Bericht des Bremer Senats

1. Politisches Ziel:

Durch das engere Zusammenwachsen Europas wachsen auch die Arbeitsmärkte und Bildungsräume der Mitgliedstaaten enger zusammen. Neue gesetzliche Regelungen eröffnen die Möglichkeit, im europäischen Ausland zu arbeiten. Die europaweite Arbeit von Firmen und Institutionen bringt Menschen unterschiedlicher Herkunft in Kontakt und auch in Konkurrenzen. Erworbene Kompetenzen müssen immer häufiger so nachgewiesen werden, dass auch Arbeitgeberinnen und Arbeitgeber außerhalb des eigenen Mitgliedstaates sie beurteilen und einordnen können.


2. EQR

Es besteht Einigkeit unter den EU-Mitgliedstaaten, dass der angestrebte grenzüberschreitende Arbeits- und Bildungsraum eine Abstimmung und Einordnung der Abschlüsse und Qualifikationen nötig macht.
Dementsprechend hat die EU einen Europäischen Qualifikationsrahmen (EQR) entwickelt, ein „Übersetzungsinstrument“, das die nationalen Qualifikationen europaweit vergleichbar und verständlich machen soll um so die Mobilität von Beschäftigten und Lernenden in Europa zu fördern.

Am 23.04.2008 trat die Empfehlung des Europäischen Parlaments und des Europäischen Rats zur Einrichtung des EQR in Kraft. Der EQR umfasst die Bereiche allgemeine Bildung, berufliche Bildung, Erwachsenenbildung sowie Hochschulbildung.
Mit dieser Empfehlung werden die Mitgliedstaaten aufgefordert, bis zum Jahr 2010 ihre Qualifikationen auf nationaler Ebene mit dem EQR in Bezug zu setzen.
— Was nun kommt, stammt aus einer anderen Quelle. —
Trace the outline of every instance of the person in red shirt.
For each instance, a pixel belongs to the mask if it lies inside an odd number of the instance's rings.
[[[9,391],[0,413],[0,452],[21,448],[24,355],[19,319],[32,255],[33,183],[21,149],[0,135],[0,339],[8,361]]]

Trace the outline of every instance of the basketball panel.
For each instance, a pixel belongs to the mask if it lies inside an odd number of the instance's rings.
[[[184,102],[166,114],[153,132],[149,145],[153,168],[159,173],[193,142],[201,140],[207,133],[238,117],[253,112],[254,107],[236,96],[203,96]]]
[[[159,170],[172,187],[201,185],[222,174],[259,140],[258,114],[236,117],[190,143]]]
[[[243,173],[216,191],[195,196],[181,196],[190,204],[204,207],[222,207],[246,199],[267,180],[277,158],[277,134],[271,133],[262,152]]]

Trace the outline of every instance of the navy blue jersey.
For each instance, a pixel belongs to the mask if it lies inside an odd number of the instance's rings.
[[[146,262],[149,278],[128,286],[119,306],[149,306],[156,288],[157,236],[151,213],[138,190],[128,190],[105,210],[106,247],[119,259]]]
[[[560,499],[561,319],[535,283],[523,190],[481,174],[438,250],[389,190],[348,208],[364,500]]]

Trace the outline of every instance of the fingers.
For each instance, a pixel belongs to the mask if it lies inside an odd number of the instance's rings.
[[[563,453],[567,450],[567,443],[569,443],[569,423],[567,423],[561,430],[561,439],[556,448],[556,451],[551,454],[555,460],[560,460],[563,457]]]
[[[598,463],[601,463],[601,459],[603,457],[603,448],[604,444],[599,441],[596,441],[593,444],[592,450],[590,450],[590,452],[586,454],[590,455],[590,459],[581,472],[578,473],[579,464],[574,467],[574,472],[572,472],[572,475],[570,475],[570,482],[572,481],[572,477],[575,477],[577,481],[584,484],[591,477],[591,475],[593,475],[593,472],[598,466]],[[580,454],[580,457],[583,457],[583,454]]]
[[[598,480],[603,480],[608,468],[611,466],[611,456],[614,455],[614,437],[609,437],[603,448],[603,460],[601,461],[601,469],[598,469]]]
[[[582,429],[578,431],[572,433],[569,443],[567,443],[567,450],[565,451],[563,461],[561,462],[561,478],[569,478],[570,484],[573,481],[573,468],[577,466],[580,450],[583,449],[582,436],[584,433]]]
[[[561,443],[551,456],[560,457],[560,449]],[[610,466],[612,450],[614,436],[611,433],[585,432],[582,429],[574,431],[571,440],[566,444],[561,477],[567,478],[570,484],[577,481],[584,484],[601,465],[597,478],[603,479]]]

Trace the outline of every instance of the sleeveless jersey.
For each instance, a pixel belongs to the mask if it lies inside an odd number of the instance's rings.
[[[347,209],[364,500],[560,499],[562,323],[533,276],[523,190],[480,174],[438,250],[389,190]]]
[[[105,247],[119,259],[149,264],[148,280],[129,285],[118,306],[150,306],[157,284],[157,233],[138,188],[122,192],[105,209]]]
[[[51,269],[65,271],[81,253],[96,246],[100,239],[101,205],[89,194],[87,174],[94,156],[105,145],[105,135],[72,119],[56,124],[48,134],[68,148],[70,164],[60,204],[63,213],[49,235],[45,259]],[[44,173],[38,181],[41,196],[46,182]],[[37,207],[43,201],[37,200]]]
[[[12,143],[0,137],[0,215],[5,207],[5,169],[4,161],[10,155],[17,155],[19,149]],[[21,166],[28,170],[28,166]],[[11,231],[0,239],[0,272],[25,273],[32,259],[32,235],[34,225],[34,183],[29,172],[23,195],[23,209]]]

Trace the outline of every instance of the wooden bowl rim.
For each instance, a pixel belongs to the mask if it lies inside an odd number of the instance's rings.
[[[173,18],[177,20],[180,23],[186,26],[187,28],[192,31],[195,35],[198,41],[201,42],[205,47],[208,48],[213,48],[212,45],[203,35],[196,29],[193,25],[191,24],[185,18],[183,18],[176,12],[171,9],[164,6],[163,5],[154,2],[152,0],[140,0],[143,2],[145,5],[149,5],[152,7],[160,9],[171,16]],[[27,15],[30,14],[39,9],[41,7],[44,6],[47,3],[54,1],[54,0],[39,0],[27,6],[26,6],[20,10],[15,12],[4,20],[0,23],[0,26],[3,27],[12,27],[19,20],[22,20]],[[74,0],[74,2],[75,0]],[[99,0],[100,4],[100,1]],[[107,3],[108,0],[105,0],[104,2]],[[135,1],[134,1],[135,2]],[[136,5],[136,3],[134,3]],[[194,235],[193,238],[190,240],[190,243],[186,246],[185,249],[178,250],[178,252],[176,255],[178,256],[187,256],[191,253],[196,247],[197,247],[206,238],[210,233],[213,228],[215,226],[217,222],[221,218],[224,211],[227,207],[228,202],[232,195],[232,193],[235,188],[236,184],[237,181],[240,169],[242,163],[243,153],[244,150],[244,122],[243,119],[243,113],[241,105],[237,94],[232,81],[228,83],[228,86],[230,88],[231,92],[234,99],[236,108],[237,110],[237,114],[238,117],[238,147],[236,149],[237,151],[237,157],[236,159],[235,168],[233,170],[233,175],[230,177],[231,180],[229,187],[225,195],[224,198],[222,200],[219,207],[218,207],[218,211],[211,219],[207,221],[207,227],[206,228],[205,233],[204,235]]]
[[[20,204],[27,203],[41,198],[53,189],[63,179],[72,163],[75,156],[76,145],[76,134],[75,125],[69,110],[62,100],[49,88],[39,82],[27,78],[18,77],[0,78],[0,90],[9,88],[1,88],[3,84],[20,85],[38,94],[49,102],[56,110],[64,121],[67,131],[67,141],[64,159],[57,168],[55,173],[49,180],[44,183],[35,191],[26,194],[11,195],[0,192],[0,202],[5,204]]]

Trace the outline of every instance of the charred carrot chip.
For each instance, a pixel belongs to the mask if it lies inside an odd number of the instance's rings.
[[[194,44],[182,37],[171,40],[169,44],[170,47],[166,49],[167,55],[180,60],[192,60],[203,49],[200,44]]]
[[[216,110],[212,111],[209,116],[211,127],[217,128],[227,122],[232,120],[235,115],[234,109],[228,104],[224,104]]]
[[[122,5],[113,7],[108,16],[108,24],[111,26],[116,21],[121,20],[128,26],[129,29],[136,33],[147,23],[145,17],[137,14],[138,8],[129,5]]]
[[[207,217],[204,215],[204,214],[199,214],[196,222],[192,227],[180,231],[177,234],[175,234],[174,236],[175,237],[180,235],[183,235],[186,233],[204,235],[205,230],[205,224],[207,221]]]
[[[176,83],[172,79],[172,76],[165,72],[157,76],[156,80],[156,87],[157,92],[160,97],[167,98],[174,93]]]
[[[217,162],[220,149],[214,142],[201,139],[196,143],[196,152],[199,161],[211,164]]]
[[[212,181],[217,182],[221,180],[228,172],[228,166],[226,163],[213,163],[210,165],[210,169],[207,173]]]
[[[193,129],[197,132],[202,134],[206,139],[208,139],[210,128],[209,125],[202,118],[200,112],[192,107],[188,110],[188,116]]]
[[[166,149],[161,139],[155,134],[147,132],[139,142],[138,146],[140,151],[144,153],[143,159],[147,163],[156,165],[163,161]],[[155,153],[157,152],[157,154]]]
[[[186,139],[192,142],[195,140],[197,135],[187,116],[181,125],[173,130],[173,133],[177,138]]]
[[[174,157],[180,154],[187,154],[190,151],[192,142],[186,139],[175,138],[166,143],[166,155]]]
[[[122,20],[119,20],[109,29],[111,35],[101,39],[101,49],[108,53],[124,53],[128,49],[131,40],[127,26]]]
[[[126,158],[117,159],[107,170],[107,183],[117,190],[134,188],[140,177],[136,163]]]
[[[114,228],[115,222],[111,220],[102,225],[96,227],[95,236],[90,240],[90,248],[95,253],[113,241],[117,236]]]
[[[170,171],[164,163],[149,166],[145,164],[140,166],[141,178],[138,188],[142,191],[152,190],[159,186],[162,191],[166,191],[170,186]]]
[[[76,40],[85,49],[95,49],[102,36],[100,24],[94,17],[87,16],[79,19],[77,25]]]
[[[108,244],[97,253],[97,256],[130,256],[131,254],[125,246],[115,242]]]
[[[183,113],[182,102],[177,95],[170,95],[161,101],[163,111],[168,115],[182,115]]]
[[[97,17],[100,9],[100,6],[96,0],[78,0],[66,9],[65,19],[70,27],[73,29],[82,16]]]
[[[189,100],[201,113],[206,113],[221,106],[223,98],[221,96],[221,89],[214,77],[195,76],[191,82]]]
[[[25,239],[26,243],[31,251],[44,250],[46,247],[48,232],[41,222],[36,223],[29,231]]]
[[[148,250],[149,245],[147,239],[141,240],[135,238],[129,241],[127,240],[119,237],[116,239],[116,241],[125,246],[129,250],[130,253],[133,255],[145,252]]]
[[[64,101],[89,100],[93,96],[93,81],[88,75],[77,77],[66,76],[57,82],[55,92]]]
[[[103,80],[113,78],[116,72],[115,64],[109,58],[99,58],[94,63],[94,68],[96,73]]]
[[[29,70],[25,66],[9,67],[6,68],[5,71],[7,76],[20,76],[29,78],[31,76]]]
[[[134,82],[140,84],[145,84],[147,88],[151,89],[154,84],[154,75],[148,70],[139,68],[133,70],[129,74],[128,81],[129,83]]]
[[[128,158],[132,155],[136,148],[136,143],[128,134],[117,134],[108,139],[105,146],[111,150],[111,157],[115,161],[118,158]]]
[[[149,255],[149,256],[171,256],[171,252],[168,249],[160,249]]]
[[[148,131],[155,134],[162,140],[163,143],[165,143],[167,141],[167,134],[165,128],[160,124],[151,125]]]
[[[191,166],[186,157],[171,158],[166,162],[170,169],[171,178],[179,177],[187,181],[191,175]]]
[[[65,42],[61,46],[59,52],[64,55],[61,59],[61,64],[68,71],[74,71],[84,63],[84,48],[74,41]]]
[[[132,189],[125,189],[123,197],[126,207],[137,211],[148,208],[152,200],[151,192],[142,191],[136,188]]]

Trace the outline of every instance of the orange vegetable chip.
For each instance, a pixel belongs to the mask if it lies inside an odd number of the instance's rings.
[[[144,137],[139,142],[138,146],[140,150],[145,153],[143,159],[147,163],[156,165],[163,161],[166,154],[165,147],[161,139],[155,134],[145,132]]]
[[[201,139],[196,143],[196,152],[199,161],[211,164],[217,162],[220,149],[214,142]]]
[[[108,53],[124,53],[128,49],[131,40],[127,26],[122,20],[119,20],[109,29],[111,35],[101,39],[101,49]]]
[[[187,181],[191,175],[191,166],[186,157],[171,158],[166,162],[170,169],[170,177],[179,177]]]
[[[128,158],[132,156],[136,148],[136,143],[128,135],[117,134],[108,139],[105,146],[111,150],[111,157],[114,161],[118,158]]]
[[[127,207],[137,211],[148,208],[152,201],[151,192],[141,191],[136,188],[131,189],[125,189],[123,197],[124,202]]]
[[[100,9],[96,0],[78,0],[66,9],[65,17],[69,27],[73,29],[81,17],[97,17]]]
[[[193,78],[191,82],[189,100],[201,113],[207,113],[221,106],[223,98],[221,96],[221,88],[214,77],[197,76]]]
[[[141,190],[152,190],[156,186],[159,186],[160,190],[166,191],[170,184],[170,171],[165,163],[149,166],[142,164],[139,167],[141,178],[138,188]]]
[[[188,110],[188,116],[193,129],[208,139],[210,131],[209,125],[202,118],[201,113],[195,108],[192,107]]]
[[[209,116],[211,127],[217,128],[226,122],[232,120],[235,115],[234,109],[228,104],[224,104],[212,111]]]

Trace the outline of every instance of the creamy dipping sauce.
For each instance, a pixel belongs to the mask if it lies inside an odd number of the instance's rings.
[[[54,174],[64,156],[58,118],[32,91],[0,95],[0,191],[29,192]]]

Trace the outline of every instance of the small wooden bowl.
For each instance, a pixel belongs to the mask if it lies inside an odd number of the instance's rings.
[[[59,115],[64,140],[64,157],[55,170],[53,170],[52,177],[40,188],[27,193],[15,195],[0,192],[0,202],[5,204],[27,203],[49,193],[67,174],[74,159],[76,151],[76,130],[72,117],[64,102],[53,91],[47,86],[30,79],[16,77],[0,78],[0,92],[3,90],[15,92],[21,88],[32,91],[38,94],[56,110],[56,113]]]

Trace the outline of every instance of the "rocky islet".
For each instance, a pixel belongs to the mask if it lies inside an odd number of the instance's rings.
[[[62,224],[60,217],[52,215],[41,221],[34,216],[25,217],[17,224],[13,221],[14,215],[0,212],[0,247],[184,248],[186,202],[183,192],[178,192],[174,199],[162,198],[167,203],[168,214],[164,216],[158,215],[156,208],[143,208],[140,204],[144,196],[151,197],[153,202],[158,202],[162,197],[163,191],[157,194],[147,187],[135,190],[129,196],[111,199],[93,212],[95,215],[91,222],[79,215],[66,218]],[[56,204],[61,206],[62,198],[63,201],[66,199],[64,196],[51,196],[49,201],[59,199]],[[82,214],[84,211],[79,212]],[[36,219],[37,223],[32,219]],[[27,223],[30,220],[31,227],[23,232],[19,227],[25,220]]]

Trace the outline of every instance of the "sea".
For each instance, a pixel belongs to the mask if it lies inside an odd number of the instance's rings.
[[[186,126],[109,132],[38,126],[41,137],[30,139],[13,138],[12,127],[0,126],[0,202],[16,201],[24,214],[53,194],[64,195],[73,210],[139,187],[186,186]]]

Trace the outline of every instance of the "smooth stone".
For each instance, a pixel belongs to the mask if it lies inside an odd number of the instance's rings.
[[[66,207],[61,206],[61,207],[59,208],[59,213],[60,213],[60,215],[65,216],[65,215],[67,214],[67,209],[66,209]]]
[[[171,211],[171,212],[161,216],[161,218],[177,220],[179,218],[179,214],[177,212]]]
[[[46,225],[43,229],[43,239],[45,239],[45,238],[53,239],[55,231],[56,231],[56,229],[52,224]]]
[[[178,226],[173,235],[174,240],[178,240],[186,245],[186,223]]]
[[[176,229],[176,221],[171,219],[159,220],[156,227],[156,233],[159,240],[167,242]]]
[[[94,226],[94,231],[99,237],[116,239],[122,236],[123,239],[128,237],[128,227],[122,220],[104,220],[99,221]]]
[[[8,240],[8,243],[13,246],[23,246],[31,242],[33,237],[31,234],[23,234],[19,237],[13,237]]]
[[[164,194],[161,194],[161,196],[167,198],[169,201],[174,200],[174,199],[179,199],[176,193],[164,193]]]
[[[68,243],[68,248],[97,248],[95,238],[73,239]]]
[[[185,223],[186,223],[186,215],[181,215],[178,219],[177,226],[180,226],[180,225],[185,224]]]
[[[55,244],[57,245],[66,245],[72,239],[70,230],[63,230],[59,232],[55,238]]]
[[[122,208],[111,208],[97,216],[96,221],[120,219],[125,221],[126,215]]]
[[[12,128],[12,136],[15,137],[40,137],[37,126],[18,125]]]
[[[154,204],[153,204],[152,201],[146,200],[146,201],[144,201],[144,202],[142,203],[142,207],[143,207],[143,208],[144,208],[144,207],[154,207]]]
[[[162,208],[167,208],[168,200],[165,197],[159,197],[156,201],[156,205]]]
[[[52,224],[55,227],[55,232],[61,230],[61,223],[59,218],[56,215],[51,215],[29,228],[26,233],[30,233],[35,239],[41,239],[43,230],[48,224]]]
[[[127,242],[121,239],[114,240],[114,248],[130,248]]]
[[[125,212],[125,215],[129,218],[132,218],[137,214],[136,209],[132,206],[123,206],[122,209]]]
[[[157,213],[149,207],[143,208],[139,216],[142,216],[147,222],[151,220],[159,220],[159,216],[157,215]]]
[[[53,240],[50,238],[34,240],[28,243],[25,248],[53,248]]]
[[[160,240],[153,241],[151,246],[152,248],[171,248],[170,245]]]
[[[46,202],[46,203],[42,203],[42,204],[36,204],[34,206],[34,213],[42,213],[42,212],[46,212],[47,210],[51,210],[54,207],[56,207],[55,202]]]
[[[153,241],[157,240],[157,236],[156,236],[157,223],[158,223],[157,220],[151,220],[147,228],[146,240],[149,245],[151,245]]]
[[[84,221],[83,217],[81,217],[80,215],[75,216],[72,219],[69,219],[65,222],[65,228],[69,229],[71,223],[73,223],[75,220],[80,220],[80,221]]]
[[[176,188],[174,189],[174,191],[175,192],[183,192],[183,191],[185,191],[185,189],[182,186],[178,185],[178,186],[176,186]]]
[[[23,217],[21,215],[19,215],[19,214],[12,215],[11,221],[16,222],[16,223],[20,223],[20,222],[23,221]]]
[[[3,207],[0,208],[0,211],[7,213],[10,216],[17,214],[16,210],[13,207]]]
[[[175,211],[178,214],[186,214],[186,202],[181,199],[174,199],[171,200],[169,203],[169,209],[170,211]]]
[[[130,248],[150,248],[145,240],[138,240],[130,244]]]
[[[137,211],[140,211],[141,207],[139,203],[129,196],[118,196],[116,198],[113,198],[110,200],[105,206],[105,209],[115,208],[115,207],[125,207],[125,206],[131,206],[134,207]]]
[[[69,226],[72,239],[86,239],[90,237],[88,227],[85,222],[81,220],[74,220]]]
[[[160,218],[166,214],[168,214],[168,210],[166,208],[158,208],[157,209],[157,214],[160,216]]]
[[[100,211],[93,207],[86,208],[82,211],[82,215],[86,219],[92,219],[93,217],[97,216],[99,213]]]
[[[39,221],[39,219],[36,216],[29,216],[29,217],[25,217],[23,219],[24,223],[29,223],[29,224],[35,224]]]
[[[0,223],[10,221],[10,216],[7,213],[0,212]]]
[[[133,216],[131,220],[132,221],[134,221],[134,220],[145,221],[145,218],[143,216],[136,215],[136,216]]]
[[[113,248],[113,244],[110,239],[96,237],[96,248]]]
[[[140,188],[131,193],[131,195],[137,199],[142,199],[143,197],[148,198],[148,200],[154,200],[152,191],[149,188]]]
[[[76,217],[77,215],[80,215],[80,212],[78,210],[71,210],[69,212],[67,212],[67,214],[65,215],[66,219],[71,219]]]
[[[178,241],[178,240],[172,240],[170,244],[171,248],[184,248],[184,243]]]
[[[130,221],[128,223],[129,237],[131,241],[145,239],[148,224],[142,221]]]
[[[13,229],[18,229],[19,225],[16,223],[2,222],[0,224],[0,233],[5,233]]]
Weiterhin wird den Mitgliedstaaten empfohlen, dafür Sorge zu tragen, dass bis 2012 alle neuen Qualifikationsnachweise / Abschlüsse und Europass-Dokumente einen Verwies auf das entsprechende EQR-Niveau erhalten.

Das Kernstück des EQR bilden 8 Referenzniveaus, mit denen Lernergebnisse (learning outcomes) beschrieben werden. Lernergebnisse bezeichnen, was Lernende nach Abschluss eines Lernprozesses wissen, verstehen und in der Lage sind zu tun, unabhängig davon, wo diese Qualifikationen erworben wurden. Lernergebnisse werden als Kombination von Kenntnissen, Fertigkeiten und Kompetenzen definiert. Kompetenzen werden im Sinne von Handlungskompetenzen wie Übernahme von Verantwortung und Selbständigkeit verstanden.
Die 8 Referenzniveaus des EQR decken sämtliche Qualifikationen ab, vom allgemeinen und beruflichen Pflichtschulabschluss bis zu Qualifikationen, die auf der höchsten Stufe akademischer und beruflicher Aus- und Weiterbildung erworben werden.

Mit der Beschreibung von Lernergebnissen wird eine Abkehr vom traditionellen Ansatz verfolgt, bei dem der Lerninput – Lerninhalte, Dauer einer Lernerfahrung, Art der Einrichtung – im Vordergrund steht.

Die Verschiebung der Gewichtung auf die Qualität der Lernergebnisse stellt einen radikalen Umbruch für die europäischen Bildungssysteme dar. Es kommt immer mehr darauf an, was die Menschen können und über welche Fähigkeiten, Fertigkeiten und Fach-, personalen und sonstigen Kompetenzen sie verfügen, und nicht mehr ausschließlich darauf, wie viel Wissen sie wo und auf welche Weise erworben haben.

Zu diesem Zeitpunkt hatten bereits drei EU-Mitgliedstaaten – das Vereinigte Königreich, Irland und Frankreich – einen nationalen Qualifikationsrahmen erarbeitet.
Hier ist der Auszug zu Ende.